Le gouvernement nigérien affirme que les ressources issues de l’exploitation pétrolière ont joué un rôle clé dans la résilience économique du pays face aux sanctions communautaires imposées ces derniers mois.
Le ministre de l’Économie et des Finances, Mamane Laouali Abdou Rafa, a indiqué le mercredi 20 mai 2026 que les revenus pétroliers ont permis à l’État de financer plusieurs mesures de soutien destinées à atténuer les effets des sanctions sur les populations.
Les recettes pétrolières mobilisées pour soutenir les populations
Selon le ministre, les autorités ont utilisé une partie des ressources tirées du pétrole pour acheter et distribuer des milliers de tonnes de riz afin de stabiliser les prix des denrées de première nécessité.

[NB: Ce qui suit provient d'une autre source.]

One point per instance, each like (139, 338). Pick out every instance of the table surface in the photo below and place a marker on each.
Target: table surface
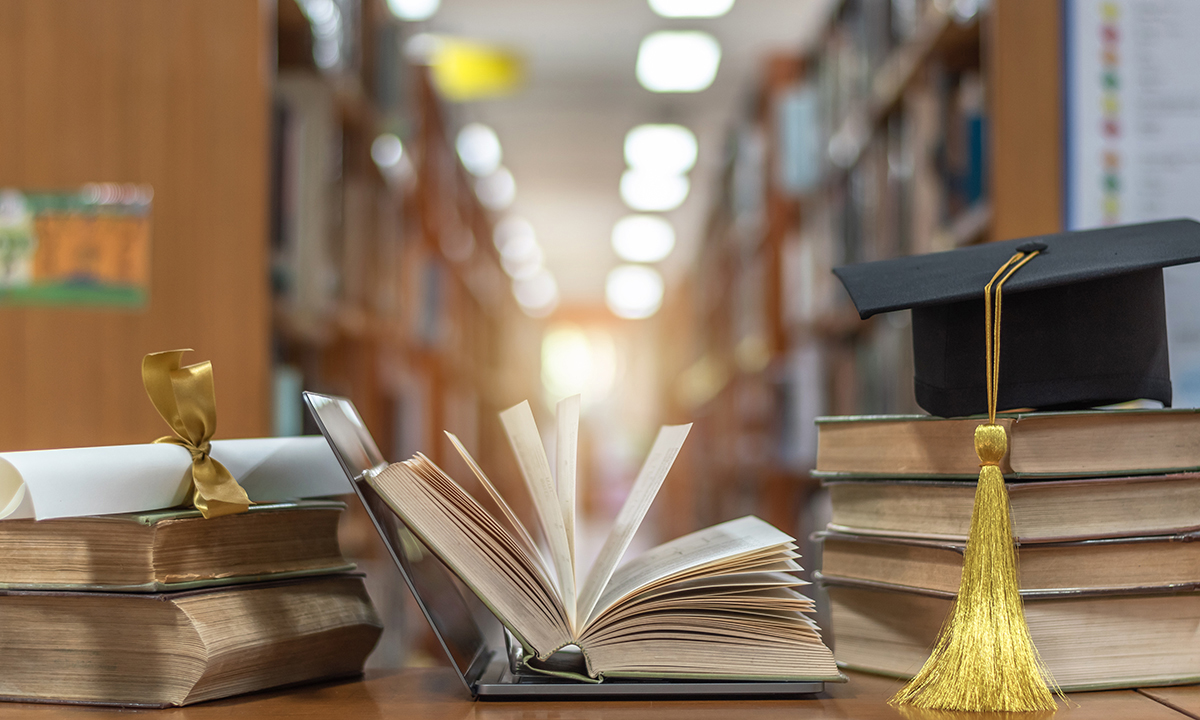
(436, 694)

Ces financements ont également permis de soutenir les dépenses publiques prioritaires et de maintenir le fonctionnement de l’économie nationale durant la période marquée par la fermeture des frontières et la suspension des opérations financières régionales.

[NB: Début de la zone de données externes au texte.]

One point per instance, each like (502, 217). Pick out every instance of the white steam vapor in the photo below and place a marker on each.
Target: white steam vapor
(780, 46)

Le gouvernement nigérien considère ainsi le secteur pétrolier comme un levier stratégique pour renforcer la stabilité économique et sociale du pays.
Une stratégie axée sur le contenu local
Abordant les retombées économiques de la croissance pétrolière, le ministre de l’Économie et des Finances a souligné que les autorités travaillent à renforcer l’impact du secteur sur les populations grâce à la loi sur le contenu local.

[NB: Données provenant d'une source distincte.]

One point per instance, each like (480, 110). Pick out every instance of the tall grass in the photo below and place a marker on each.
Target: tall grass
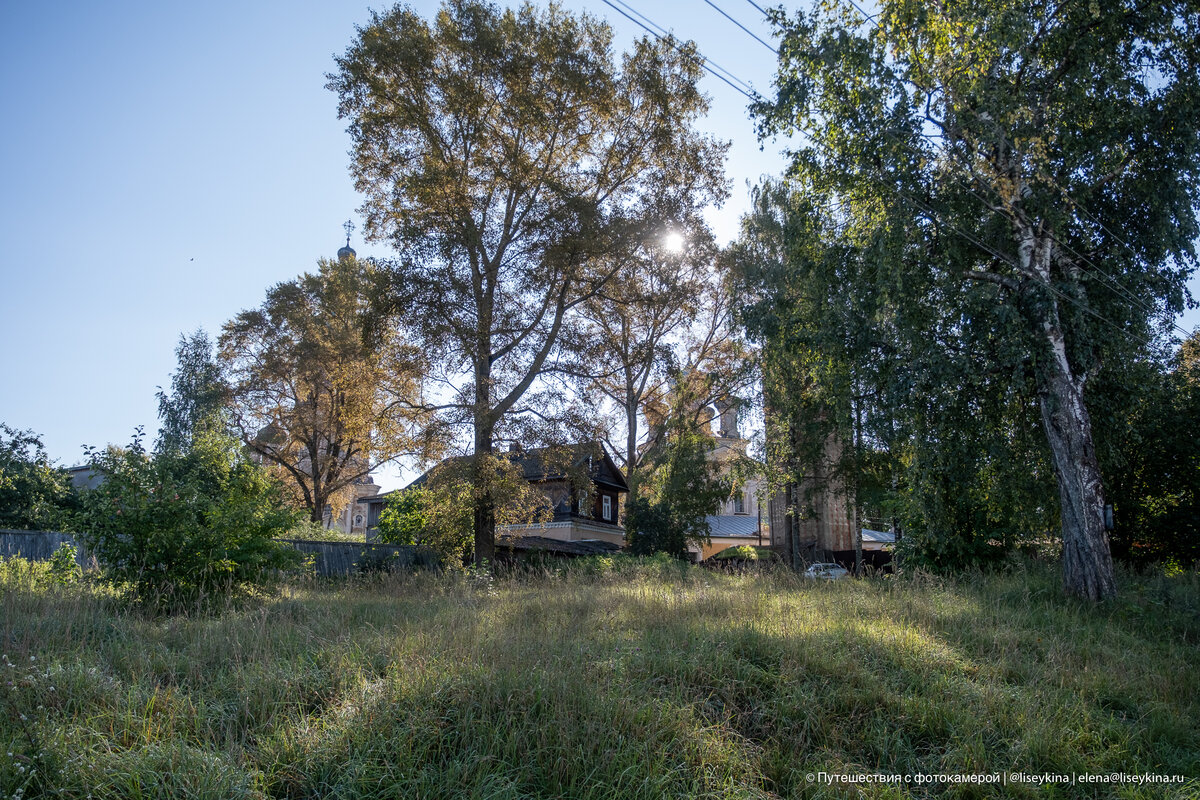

Cette réforme vise à obliger les grandes entreprises opérant au Niger, notamment dans l’industrie pétrolière, à collaborer davantage avec les entreprises nationales.
L’objectif est de favoriser :
- la création d’emplois locaux ;
- la redistribution des revenus ;
- le développement du tissu économique nigérien ;
- le renforcement des capacités des entreprises nationales.
Les revenus pétroliers servent aussi au paiement de la dette
Le ministre a également réagi aux préoccupations liées au remboursement de la dette publique.
Selon lui, les recettes pétrolières ont servi aussi bien au règlement de certaines dettes extérieures qu’au financement des engagements internes de l’État.
Il a précisé que la dette intérieure concerne principalement les créances dues aux fournisseurs ayant exécuté des marchés publics, tandis que la dette extérieure permet de financer les besoins de développement et les dépenses régaliennes.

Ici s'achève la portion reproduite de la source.